The calculation of the buoyancy force can be predetermined for a section of the vessel based on its volume below the water line (and weight mismatch). You need to measure the distance and apply the appropriate buoyancy force based on that.
If you don't break up the structure, then you need to characterize/calculate the net buoyancy of the vessel as a function of pitch & roll.
You can use CAD to calculate these by having a body of water as one solid and placing the vessel in different orientations and computing the net interfering volume.
2. Drag
Obviously there is significant resistance from water to movement through it, so again determining drag forces is really going to be an approximation, but I think it would be primarily in the yaw axis depending on vessel geometry.

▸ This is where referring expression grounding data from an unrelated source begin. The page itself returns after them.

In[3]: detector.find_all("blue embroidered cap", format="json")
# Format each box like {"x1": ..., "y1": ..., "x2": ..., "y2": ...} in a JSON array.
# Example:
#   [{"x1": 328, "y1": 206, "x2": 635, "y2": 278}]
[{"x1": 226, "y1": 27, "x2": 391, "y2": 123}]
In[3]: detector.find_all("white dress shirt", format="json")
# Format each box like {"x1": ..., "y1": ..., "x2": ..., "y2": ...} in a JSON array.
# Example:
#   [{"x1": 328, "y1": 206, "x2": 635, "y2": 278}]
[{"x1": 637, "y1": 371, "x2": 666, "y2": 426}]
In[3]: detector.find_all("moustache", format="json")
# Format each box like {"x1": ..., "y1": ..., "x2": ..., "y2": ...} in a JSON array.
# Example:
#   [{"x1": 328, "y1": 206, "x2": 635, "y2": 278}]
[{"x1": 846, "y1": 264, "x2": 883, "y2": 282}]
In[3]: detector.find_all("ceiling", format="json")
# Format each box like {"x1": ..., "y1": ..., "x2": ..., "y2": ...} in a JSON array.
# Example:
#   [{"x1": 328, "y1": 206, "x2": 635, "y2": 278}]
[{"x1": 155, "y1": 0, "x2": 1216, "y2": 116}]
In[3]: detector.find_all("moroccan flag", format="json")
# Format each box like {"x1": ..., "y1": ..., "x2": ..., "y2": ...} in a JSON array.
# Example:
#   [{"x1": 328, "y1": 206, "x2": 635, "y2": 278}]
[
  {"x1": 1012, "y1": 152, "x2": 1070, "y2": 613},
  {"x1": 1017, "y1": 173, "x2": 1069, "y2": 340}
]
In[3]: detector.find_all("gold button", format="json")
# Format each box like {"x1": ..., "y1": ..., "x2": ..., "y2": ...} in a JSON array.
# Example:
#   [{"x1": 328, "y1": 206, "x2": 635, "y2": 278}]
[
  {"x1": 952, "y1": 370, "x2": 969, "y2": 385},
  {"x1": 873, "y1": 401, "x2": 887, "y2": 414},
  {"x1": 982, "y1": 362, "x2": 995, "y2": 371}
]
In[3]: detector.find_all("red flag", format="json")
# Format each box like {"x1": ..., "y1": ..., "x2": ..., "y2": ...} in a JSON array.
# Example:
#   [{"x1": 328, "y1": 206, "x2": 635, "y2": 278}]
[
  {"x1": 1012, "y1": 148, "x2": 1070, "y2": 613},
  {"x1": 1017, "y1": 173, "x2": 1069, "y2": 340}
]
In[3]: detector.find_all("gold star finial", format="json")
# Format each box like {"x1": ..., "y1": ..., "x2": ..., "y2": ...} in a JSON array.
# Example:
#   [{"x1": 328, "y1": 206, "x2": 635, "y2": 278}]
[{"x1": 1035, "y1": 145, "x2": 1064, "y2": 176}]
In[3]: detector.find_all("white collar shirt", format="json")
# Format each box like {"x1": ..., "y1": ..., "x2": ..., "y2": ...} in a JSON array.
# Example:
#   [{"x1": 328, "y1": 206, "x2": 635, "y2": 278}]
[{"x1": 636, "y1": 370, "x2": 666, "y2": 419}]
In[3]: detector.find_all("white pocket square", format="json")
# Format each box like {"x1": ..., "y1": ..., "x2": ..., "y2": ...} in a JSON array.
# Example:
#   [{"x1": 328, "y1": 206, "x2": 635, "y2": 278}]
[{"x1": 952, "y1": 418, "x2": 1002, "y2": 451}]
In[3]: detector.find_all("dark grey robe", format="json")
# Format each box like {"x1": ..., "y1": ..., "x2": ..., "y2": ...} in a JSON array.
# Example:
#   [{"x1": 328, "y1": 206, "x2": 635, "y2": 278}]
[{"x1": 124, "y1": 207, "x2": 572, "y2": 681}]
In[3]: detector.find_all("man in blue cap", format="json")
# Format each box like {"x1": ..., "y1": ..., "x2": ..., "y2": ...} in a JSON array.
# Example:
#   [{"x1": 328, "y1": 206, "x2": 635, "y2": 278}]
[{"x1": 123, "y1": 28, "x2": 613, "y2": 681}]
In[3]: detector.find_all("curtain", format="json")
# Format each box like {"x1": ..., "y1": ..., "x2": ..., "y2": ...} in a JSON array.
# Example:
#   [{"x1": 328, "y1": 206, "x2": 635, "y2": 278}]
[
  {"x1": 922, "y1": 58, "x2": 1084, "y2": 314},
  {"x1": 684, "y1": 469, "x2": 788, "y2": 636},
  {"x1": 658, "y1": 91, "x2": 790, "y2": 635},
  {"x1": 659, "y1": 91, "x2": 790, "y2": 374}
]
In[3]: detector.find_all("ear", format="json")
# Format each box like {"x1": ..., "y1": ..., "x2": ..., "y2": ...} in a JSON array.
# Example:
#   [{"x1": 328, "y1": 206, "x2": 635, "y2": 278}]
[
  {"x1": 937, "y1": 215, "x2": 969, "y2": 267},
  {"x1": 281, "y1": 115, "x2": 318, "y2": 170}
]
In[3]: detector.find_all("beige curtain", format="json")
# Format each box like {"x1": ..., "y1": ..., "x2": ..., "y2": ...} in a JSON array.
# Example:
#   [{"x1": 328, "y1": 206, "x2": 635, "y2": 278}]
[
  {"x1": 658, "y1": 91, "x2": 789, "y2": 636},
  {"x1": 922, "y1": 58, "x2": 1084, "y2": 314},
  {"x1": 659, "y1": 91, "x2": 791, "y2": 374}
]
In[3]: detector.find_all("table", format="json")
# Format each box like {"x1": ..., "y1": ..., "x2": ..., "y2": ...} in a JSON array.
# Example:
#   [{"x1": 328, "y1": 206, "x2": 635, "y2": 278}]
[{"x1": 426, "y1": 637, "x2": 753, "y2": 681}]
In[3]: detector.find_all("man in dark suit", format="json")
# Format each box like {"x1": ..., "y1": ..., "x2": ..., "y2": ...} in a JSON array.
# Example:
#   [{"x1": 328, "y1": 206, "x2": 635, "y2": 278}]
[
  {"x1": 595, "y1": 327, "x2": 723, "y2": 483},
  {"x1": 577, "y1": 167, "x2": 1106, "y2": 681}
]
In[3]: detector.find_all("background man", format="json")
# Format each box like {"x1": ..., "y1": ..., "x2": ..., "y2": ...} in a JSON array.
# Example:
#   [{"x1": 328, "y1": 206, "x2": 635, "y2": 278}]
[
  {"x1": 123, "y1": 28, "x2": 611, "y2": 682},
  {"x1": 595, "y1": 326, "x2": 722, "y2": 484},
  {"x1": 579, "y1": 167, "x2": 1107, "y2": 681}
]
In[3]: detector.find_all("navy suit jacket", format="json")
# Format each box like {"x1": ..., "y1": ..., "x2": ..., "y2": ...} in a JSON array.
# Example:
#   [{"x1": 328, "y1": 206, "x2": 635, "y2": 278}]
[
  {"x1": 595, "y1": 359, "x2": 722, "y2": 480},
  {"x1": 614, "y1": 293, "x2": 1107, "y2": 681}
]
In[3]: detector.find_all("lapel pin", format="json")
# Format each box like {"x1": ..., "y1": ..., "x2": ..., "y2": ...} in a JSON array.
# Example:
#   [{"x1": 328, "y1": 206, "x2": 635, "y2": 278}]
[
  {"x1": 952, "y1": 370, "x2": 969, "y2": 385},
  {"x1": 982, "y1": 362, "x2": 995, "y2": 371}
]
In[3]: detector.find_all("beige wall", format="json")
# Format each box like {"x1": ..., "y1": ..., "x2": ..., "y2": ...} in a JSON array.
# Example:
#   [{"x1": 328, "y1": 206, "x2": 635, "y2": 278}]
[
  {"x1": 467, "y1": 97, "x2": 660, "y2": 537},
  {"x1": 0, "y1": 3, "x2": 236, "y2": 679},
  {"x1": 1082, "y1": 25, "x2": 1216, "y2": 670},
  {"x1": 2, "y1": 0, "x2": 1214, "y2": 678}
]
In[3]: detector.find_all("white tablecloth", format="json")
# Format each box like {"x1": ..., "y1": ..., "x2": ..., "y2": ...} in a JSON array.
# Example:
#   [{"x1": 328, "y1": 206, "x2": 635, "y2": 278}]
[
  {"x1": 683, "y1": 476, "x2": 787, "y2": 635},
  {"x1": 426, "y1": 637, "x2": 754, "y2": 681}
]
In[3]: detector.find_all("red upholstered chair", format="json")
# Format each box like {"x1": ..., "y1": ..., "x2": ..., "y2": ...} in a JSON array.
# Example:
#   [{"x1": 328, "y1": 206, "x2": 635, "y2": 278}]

Wind force may also play a role depending on area above the waterline and wind direction
So there is a bit of work in characterizing the vessel's response. Then applying certain conditions is just a matter of applying forces and moments to the vessel to represent the water condition. The method for this depends upon how you characterize the vessel response. If it is discretized, then the loads need to be sequenced along the sections. For example, if you split the vessel length into several sections, you need to have a phase offset on the pitch loading from the water along the length (to emulate the wave passing along the length).
I hope this helps give you some food for thought on what would be involved in modeling this.
The application I did was for a segmented wharf, where each section pretty much just rose up and down based on a wave coming through so it does not have the complexity of what you are looking at.